Thursday, October 20, 2011

Truly, madly, deeply.

I have had two clients in as many weeks fall in love with creative work. I don’t mean just being very happy. I mean truly, madly, deeply falling in love. Getting up out of their chairs, using emotional language, clapping, cheering and in one case, honestly welling up when talking about the work.

I am not the common link here. I am lucky to be working with two excellent teams who have produced world class creative solutions in both cases. But I’m interested in what the common factors were in both these (very different) client situations. What are the circumstances that can cause a client to fall head over heals for a piece of creative work?

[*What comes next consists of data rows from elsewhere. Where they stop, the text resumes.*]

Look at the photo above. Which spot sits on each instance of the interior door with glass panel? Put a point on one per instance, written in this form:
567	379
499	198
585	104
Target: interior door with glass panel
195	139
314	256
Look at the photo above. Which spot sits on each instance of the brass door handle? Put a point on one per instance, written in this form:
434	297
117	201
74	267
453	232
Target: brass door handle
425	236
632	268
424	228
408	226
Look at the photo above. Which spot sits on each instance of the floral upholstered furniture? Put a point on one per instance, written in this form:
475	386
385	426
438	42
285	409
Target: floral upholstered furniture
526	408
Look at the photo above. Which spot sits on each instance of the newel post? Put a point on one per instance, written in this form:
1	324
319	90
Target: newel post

First of all, the work has to be great. Of course. But it must be great in a specific way. It has to have drawn its solutions, conclusions and inspiration from a place of deep understanding of the clients needs. This is something beyond the basic audience, market, competitor analysis. It goes deep into what I call ‘client empathy’.  I’ve discussed this idea in previous posts. It is one that requires stepping wholly inside your client’s shoes and acting upon their full range of challenges. Their colleagues, their boss, their budget, time and authority constraints – are all part of what we are understanding, caring about and helping them with when we work with client empathy.

Clients fall in love when they can see a way out of the woods. Part of the emotion they feel is gratitude and relief that we are helping them achieve something that they have been losing sleep over.

Secondly, the work has to be brave. It has to go further than the client was expecting and probably further than they are really quite comfortable with. A client told me recently ‘This could get me fired!’ And meant it in a good way. It’s part of human nature to enjoy achievement. Giving your client a sense of optimistic daring  by presenting them with a viable solution that they would not have previously though possible, is a very powerful thing. Great joy comes with exceeded expectations.

Thirdly, the client has to like you. I mean really like you. This one is highly subjective and hard to plan for but they have to start by wanting to be in the room with you and enjoying listening to what you have to say. This is tied to the empathy idea but it is not the same thing.  I think it is to do with a combination of charisma and good old fashioned kindness. You’ve got to be someone they would choose to go on a road-trip with – resourceful, dependable, thoughtful but also a lot of fun. I’ve seen many creatives miss this opportunity, preferring to take the ‘the don’t have to like me they just have to know I’m good’ stance. It doesn’t work. Falling in love with the work is in part, also falling in love with the team that created it.

Presentation is important. But not necessarily in the way you might think. I’ve always been a big believer in rehearsing presentations. Getting the flow just right, making sure the pace doesn’t lag or skip over details. But I’ve had equal success with off-the-cuff, unpolished presentations or ones plagued with technical difficulties. The key ingredient is to have a good story that you truly believe in and to tell it with great passion.

Why does it matter to have clients fall in love as opposed to just liking or approving work? Because it allows us to take them further. Love makes them brave. Excitement makes them think bigger and longer term. Less likely to pick over minor details. More likely to fight for and defend the idea within their own organization.

Most importantly, once a client has known true love, they will always come back for more.